Jonathan Frakes de Star Trek répond aux réactions négatives de la Starfleet Academy
Les Trekkies penseront toujours à Jonathan Frakes en premier comme le commandant Will Riker, mais la star de « Star Trek : La Nouvelle Génération » est également devenue l’un des réalisateurs les plus prolifiques de la franchise. Bien loin de son premier rôle de réalisateur de « Trek » dans l’épisode « Next Generation » « The Offspring », Frakes a même réalisé deux des films « Star Trek » mettant en vedette le casting de « Next Generation », « First Contact » et « Insurrection ».
Frakes a récemment réalisé l’avant-dernier épisode de la saison 1 de « Star Trek : Starfleet Academy » : « 300e nuit ». « Starfleet Academy » a fait l’objet d’une campagne de critiques en ligne, comme toute franchise nerd a tendance à l’être lorsqu’un nouveau chapitre présente des homosexuels et des noirs existants et/ou des femmes occupant des postes de pouvoir. Dans une interview avec IGN, Frakes a évoqué les réactions négatives suscitées par « Starfleet Academy », avec l’idée que de nombreux fans détestaient également « The Next Generation » il y a longtemps.
« J’étais préparé parce que lorsque ‘Next Gen’ est sorti il y a presque 40 ans, nous étions trollés. Personne ne voulait de nous. Et c’était avant Internet. Mais c’est encore dimensionnellement plus douloureux (aujourd’hui)… et les trolls se cachent, et les trolls détestent. C’est la première règle de la Constitution. Je suppose qu’ils ont droit à leur opinion, mais cela me surprend de voir à quel point ils sont agressivement ‘anti’ à chaque nouvelle itération de la série. Et ça continue. pour me surprendre, et j’essaie de ne pas me laisser bouleverser. »

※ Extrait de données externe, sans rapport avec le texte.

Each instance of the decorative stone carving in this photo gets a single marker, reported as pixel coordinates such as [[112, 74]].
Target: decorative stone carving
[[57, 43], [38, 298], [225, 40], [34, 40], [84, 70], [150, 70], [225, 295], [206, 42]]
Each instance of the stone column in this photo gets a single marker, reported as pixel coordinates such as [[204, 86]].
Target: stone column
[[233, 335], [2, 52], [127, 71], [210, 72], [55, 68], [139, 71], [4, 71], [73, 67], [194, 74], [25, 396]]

En effet, Internet a facilité la diffusion de toutes les opinions (même les plus toxiques) et, pour le meilleur et pour le pire, les créatifs des émissions de télévision ont plus que jamais exploité le sentiment des fans. Les bombardements de critiques influencés par le sectarisme sont le pire aspect de cette situation, et ce ne sont pas seulement les fans de « Starfleet Academy » qui devraient être irrités. Les critiques de mauvaise foi obscurcissent authentique la critique aussi.
Le bombardement de la Starfleet Academy poursuit un cycle épuisant
Encore une fois, « Star Trek : Starfleet Academy » est loin d’être la première série à être « bombardée » par de mauvais scores sur des agrégateurs de critiques comme Rotten Tomatoes : quelque chose de similaire est arrivé à la série « Star Wars » « The Acolyte », par exemple. Une fois que cela se produit, les fans progressistes se lèvent pour se défendre et, ce faisant, le fandom se transforme en guerre culturelle.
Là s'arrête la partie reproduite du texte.